Als wir über den Fluß zurück, nach Great Falls hinein und die Central Avenue hochgefahren waren, hielt mein Vater vor dem Supermarkt einen Block von unserem Haus entfernt, ging hinein, kaufte eine Dose Bier, kam zurück und saß bei offener Tür auf dem Fahrersitz. Es war kühler geworden, da die Sonne untergegangen war, und es war ein Gefühl wie ein Herbstabend, obwohl es trocken war und der Himmel ein lichtes Blau und voller Sterne. Ich konnte das Bier im Atem meines Vaters riechen und wußte, daß er an das Gespräch dachte, das er mit meiner Mutter führen mußte, wenn wir nach Hause kamen, und wie das wohl sein würde.
»Weißt du, was passiert«, sagte er, »wenn genau das passiert, was du am wenigsten wolltest?« Wir saßen im Lichtschein des kleinen Supermarkts. Hinter uns bewegte sich der Verkehr auf der Central Avenue, Leute, die von der Arbeit nach Hause fuhren, Leute, die an irgendwas dachten, was sie jetzt gern täten, irgend etwas, worauf sie sich freuten.
»Nein«, sagte ich.
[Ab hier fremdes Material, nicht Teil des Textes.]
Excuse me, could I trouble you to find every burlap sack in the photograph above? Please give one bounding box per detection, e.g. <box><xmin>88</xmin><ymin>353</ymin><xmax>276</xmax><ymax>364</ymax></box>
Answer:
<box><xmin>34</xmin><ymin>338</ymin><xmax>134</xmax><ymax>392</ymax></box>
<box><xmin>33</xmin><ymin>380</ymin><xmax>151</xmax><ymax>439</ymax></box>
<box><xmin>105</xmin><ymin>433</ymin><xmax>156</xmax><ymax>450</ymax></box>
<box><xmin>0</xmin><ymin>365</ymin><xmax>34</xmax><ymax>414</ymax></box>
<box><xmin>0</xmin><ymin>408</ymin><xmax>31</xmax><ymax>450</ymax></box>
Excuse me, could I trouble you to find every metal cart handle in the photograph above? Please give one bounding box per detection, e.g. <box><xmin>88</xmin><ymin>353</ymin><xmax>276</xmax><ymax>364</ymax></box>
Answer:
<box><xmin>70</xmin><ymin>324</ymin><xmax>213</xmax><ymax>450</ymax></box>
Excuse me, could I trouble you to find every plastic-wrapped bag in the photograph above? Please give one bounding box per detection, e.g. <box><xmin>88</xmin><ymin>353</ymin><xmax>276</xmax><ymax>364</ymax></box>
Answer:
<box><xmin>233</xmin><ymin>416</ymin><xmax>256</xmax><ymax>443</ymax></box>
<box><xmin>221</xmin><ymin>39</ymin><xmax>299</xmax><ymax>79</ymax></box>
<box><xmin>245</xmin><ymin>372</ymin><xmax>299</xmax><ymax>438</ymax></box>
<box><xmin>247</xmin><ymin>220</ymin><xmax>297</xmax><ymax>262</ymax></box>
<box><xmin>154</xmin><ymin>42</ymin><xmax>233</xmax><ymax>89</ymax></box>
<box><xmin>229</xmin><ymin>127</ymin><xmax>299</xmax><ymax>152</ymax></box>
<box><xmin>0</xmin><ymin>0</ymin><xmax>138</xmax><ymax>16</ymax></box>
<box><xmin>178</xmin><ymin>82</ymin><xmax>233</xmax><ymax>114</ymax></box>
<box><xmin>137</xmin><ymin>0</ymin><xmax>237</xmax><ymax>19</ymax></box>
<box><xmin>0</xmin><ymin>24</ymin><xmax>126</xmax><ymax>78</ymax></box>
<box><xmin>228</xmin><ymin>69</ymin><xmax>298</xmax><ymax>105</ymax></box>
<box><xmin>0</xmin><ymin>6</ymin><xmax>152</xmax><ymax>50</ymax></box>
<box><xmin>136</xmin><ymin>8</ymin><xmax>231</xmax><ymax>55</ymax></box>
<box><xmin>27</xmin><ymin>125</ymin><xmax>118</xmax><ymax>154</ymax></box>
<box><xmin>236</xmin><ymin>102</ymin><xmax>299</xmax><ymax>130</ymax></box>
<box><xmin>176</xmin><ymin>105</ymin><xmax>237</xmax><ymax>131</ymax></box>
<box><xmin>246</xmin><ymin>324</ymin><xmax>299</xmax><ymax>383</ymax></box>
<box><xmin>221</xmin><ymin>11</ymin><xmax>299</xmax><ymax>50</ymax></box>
Ich dachte in dem Augenblick daran, wie es war, den Speer zu werfen, im hohen Bogen in die klare Luft, worauf er wie ein Pfeil herunterkäme, und daran, daß mein Vater speergeworfen hatte, als er in meinem Alter war.
»Überhaupt nichts«, sagte er, und er war mehrere Sekunden still. Er hob die Knie und hielt die Bierdose mit beiden Händen. »Wir sollten wahrscheinlich ’ne kleine Tour mit ’n paar Brüchen machen. Den Laden hier ausrauben oder so was. Bis alles über uns zusammenbricht.«
»Das will ich nicht«, sagte ich.
»Ich bin wahrscheinlich ein Idiot«, sagte mein Vater und schüttelte das Bier, bis es leise in der Dose zischte. »Im Augenblick ist es nur ein bißchen schwer, irgendwelche Chancen für mich zu sehen.« Eine Weile sagte er gar nichts mehr. »Liebst du deinen Dad?« sagte er mit normaler Stimme, nachdem einige Zeit vergangen war.
»Ja«, sagte ich.
»Glaubst du, daß ich gut für dich sorgen werde?«
»Ja«, sagte ich. »Das glaube ich.«
»Das werd ich auch«, sagte er.
Mein Vater schlug die Wagentür zu und saß einen Moment da und blickte durch die Windschutzscheibe auf den Supermarkt, in dem Leute waren, die sich hinter den großen Fenstern hin und her bewegten. »Manchmal hat man die Wahl, was man tun kann, und es kommt einem so vor, als hätte man gar keine Wahl«, sagte er. Dann ließ er den Motor an, und er legte die Hand auf meine, wie man es bei einem Mädchen machen würde. »Mach dir keine Sorgen«, sagte er. »Ich hab mich schon wieder beruhigt.«
»Ich mach mir keine Sorgen«, sagte ich. Und das tat ich auch nicht, weil ich dachte, daß sich alles schon regeln würde. Und obwohl ich mich irrte, ist das keine schlechte Art, dem Unbekannten zu begegnen, wenn es einem plötzlich vor Augen steht.
Nach diesem Abend im frühen September begann sich alles in unserem Leben immer schneller zu bewegen und zu verändern. Unser Leben zu Hause änderte sich. Das Leben, das meine Mutter und mein Vater lebten, änderte sich. Die Welt, die ich bisher ohne Nachdenken und ohne Plan hingenommen hatte, änderte sich. Wann man sechzehn ist, weiß man nicht, was die Eltern wissen, auch nicht sehr viel davon, was sie verstehen, und noch weniger, was sie fühlen. Das kann einen davor bewahren, zu früh erwachsen zu werden, das eigene Leben davor bewahren, bloß eine Wiederholung von ihrem zu werden – was ein Verlust wäre. Aber sich abzuschotten – was ich nicht tat – scheint ein sogar noch größerer Irrtum zu sein, denn was verlorengeht, ist die Wahrheit über das Leben der Eltern und was man davon halten soll, und darüber hinaus, wie man die Welt einschätzen soll, in der man gerade zu leben beginnt.